Several weeks ago, one of the biggest and saddest local news story was about a missing elderly woman who arrived at Reagan National Airport from Barbados. While her daughter was waiting for her at the gate, expecting to see her in a prearranged wheelchair, the security camera showed her wandering to the luggage area, walking out the airport door. She then disappeared. Her body was later discovered near a bike path not too far from the airport. Her dementia had led her away from her prearranged path to home. Her family never got the chance to say goodbye to her, or to protect her from dying alone in an unfamiliar area. This elderly woman could have been one of our mothers or any of our elderly parents. I couldn't imagine the final moments in this elderly woman's life. Was she longing for her children and grandchildren? Did she cry for help? Did she see her childhood flashing in front of her eyes?
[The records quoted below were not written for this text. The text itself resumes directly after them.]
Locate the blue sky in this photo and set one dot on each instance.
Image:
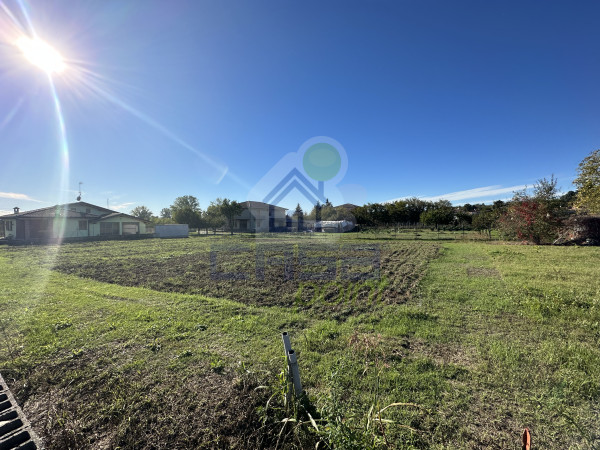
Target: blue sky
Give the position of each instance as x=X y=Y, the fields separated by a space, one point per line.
x=428 y=98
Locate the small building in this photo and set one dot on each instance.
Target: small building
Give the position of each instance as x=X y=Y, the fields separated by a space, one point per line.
x=71 y=220
x=259 y=217
x=172 y=230
x=334 y=226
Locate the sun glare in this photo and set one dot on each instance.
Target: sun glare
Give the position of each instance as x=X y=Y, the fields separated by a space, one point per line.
x=40 y=54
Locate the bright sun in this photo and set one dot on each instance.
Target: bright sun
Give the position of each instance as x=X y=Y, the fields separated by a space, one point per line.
x=41 y=54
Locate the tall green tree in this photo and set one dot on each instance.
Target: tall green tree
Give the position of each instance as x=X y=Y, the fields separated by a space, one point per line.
x=141 y=212
x=535 y=218
x=212 y=217
x=485 y=221
x=185 y=201
x=588 y=183
x=186 y=209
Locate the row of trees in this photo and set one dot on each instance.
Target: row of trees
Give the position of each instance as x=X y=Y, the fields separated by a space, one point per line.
x=536 y=217
x=186 y=210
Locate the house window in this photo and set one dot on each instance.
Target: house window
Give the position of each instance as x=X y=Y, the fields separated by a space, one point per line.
x=131 y=228
x=109 y=228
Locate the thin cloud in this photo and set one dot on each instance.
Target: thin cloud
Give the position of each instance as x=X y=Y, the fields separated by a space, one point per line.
x=468 y=194
x=17 y=196
x=121 y=206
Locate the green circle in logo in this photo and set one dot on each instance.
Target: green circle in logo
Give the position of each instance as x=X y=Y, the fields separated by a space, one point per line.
x=322 y=161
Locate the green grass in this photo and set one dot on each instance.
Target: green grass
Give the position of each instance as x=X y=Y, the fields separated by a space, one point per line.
x=497 y=337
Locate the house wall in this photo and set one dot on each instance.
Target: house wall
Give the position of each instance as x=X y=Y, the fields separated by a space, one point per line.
x=10 y=233
x=71 y=227
x=258 y=218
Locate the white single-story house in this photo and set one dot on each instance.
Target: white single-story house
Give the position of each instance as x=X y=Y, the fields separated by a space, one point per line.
x=260 y=217
x=71 y=220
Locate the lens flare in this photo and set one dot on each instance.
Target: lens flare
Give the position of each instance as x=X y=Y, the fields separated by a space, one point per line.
x=41 y=54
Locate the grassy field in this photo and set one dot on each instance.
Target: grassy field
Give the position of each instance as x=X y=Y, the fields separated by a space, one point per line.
x=135 y=345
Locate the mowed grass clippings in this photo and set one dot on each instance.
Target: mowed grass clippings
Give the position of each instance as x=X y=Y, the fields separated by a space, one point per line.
x=333 y=277
x=477 y=343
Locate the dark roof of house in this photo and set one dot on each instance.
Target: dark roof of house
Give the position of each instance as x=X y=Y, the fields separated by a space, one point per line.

The part I did not like to think about was her fear. To die in fear is not a peaceful way to part from your loved ones. Fear would bring on loneliness, and to die alone feeling lonely is an unnecessary tragedy.

I read a few days later how devastated the family members of this woman were after her body was found. I am sure they couldn't help but blame themselves for not "protecting" her enough. To be caretakers to an AD patient could bring on a lot of stress and self blame, especially when something tragic happens to the patient while under their watch.

For your good memory, remember to exercise, eat healthy, sleep well and stay connected!